Elle lui jeta un regard inquiet. Avait-il osé se hisser jusqu'à la fenêtre de la chapelle pour regarder à l'intérieur ? Un envoyé du Roi, c'était impensable. Mais au point où il en était on pouvait s'attendre à tout.
– Et lorsque vous êtes sortis de la chapelle ensemble vous lui teniez la main.
Angélique haussa les épaules. Elle ne se souvenait absolument pas avoir tenu la main de M de Loménie-Chambord. Elle prit la chose en riant.
– Décidément c'est merveilleux d'être tant aimée. Monsieur de Loménie, vous...
– ... Monsieur de Ville d'Avray, continua-t-il, Monsieur de La Ferté, le jeune et fou Anne-François de Castel-Morgeat, et le vieux aussi fou Bertrand de Castel-Morgeat son père, Basile, Monsieur de Chambly-Montauban...

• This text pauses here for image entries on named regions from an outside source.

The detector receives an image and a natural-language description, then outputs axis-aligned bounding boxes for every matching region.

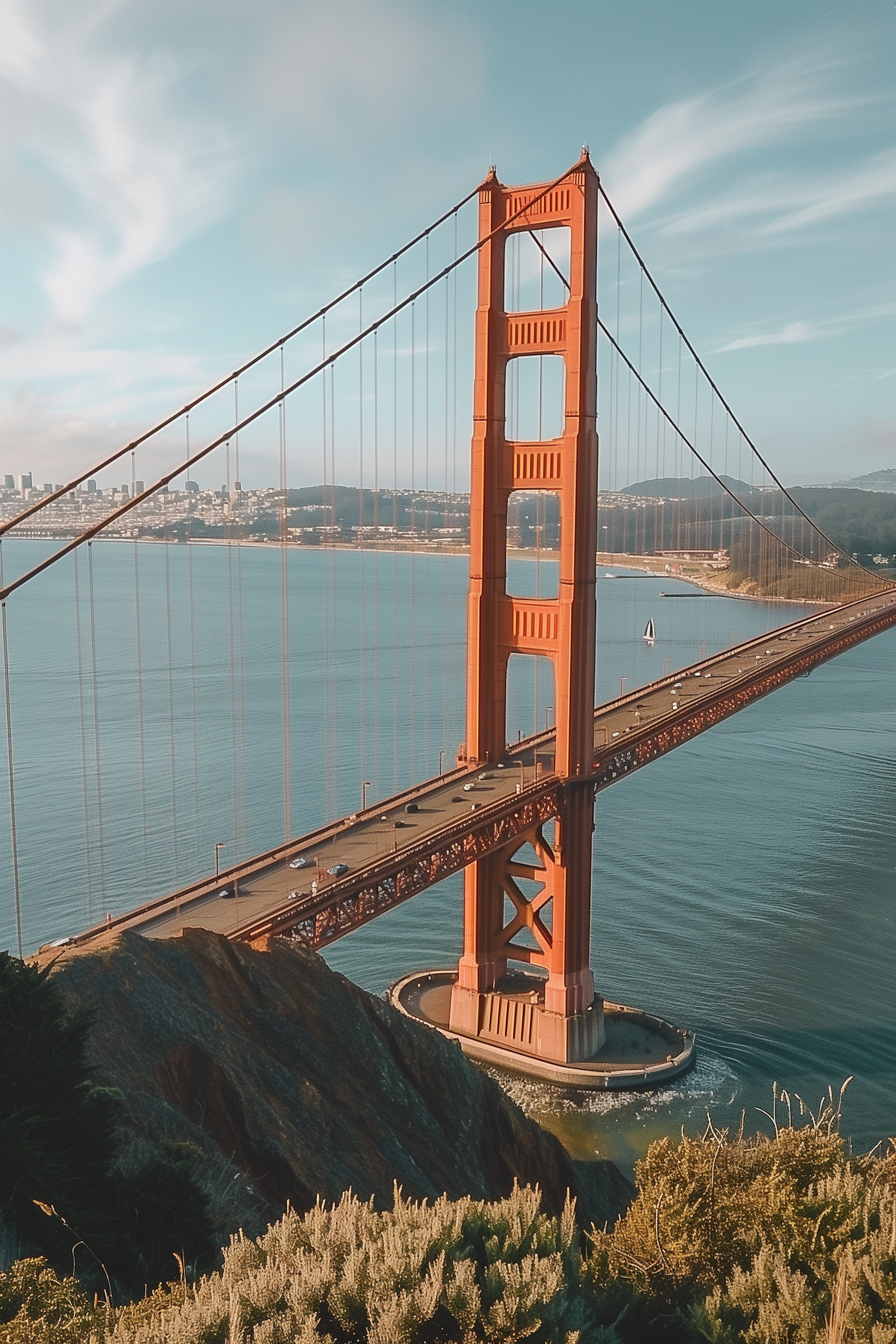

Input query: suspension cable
[597,317,840,562]
[598,179,863,569]
[0,154,588,601]
[0,185,483,536]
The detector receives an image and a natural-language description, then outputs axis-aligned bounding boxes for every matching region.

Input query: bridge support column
[450,151,605,1063]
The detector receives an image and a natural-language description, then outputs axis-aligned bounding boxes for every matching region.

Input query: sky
[0,0,896,485]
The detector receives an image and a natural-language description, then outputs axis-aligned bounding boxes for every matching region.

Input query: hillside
[42,929,630,1241]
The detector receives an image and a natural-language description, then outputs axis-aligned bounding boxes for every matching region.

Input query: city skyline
[0,0,896,495]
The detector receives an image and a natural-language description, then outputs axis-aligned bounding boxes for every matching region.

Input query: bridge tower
[450,149,605,1063]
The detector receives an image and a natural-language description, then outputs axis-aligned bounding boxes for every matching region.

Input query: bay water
[0,541,896,1167]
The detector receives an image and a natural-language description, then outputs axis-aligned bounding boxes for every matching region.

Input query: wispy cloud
[0,0,232,326]
[711,301,896,352]
[662,149,896,240]
[603,58,886,219]
[712,323,822,355]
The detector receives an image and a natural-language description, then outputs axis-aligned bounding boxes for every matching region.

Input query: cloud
[0,0,232,326]
[662,151,896,240]
[602,58,869,219]
[712,323,822,355]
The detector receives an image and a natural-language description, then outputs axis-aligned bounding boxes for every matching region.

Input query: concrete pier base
[388,971,696,1091]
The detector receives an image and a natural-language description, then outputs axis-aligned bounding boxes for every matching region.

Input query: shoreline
[4,532,854,607]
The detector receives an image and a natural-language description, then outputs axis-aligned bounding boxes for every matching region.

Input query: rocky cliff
[45,930,631,1235]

– Vous exagérez. Votre imagination tourmentée vous égare, pauvre Nicolas ! Et pourtant vous me faites plaisir. Comme c'est agréable de se sentir aimée lorsque tant de dangers et tant de haine bouillonnent par le monde... Mon cher amoureux de La Rochelle, merci !
– Ne me regardez pas avec ces yeux étincelants, fit-il d'une voix frémissante. Vous savez bien que cela me transporte.
Mlle d'Hourredanne les vit passer, riant et se donnant le bras. Elle nota qu'ils ne prenaient pas congé l'un de l'autre devant la maison de Ville d'Avray, mais continuaient dans la direction du boqueteau derrière lequel se dissimulait la résidence de M. de Bardagne.
– Vous n'êtes jamais encore venue en ma demeure, avait-il dit à Angélique tandis qu'ils montaient la rue en échangeant des propos pleins de gaieté.